Çözüm süreci bitti mi?
Seçim atmosferi çözüm sürecini iyiden iyiye araçsallaştırmaya başladı. Son verilen kimi beyanatlar, cumhurbaşkanının “taraf yoktur, masa yoktur, Kürt sorunu yoktur” sözleri, buna cevaben HDP adına...
Seçim atmosferi çözüm sürecini iyiden iyiye araçsallaştırmaya başladı. Son verilen kimi beyanatlar, cumhurbaşkanının “taraf yoktur, masa yoktur, Kürt sorunu yoktur” sözleri, buna cevaben HDP adına konuşan Sırrı Sürreya Önder'in “çözüm süreci an itibariyle bitmiştir” açıklaması bunun açık göstergeleri…
O zaman soru şudur:
Siyasi iktidar açısından gerçekten Kürt sorunu ve taraf yok mudur? Ya da çözüm süreci Kürt hareketi açısından gerçekten tükenmiş midir?
Hiç sanmıyoruz…
Seçimlere ramak kala, kampanyasını adeta kendi başına yürüten, AK Parti'nin Kürt meselesinde ileri geri gidişlerine hiza vermeye çalışan cumhurbaşkanı, anayasal çoğunluk peşinde koşarken, ana oy kaynağının muhafazakar mecra olduğunu biliyor. MHP oylarında kısmi bir yükseliş, çözüm sürecindeki gidişin ürküteceği seçmenler, bunların AK Parti'nin yaşadığı son 2 yıllık örselenme sürecine eklemlenme riski, sanırız Tayyip Erdoğan'ın dikkat kesildiği konular arasında yer alıyor.

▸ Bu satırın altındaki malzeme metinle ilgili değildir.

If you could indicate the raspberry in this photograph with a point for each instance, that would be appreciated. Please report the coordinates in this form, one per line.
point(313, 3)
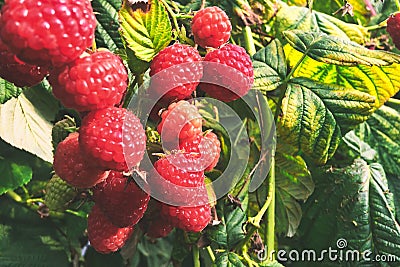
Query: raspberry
point(205, 148)
point(47, 32)
point(175, 179)
point(211, 27)
point(183, 71)
point(59, 194)
point(18, 72)
point(109, 136)
point(121, 200)
point(393, 28)
point(193, 219)
point(232, 78)
point(103, 235)
point(91, 82)
point(62, 129)
point(71, 165)
point(182, 120)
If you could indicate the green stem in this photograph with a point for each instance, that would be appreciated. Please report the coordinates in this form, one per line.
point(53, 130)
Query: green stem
point(211, 253)
point(14, 196)
point(271, 213)
point(172, 14)
point(249, 41)
point(196, 256)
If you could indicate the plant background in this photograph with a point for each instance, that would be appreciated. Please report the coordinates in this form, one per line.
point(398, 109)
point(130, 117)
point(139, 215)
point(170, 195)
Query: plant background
point(337, 160)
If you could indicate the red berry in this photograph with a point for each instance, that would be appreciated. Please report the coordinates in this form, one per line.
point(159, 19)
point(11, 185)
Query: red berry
point(179, 72)
point(211, 27)
point(205, 148)
point(113, 137)
point(393, 28)
point(180, 121)
point(103, 235)
point(121, 200)
point(48, 31)
point(176, 180)
point(18, 72)
point(193, 219)
point(229, 75)
point(71, 165)
point(90, 82)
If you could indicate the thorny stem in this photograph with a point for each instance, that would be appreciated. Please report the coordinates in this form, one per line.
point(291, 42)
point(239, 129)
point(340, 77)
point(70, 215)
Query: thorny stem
point(249, 41)
point(196, 256)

İzleme Kuruluna, özellikle Öcalan'la görüşme fikrine karşı çıkışı, görüntüsü ve genel mesajlarının algılanma biçimini beğenmediği Dolmabahçe toplantısını eleştirmesi muhtemelen bu yüzdendi.
Bu tavır derinleşerek devam ediyor.
Öylesine ki Erdoğan AK Parti'nin çözüm süreci, dili ve zamanlama açısından sınırlarını çiziyor.
Erdoğan'ın açıklamalarını bunun ötesinde yorumlamak doğru olur mu?
Örneğin pek çok yorumcunun varsaydığı gibi Erdoğan cephesinde Kürt sorunu açısından bir geri gidiş, geri dönüş söz konusu mudur? Bu varsayım belki o yorumcuların AK Parti okumalarına, dünden ve bugün AK Parti'ye karşı aldıkları tavırlara, kendilerini de doğrulayacak biçimde uygun düşmektedir.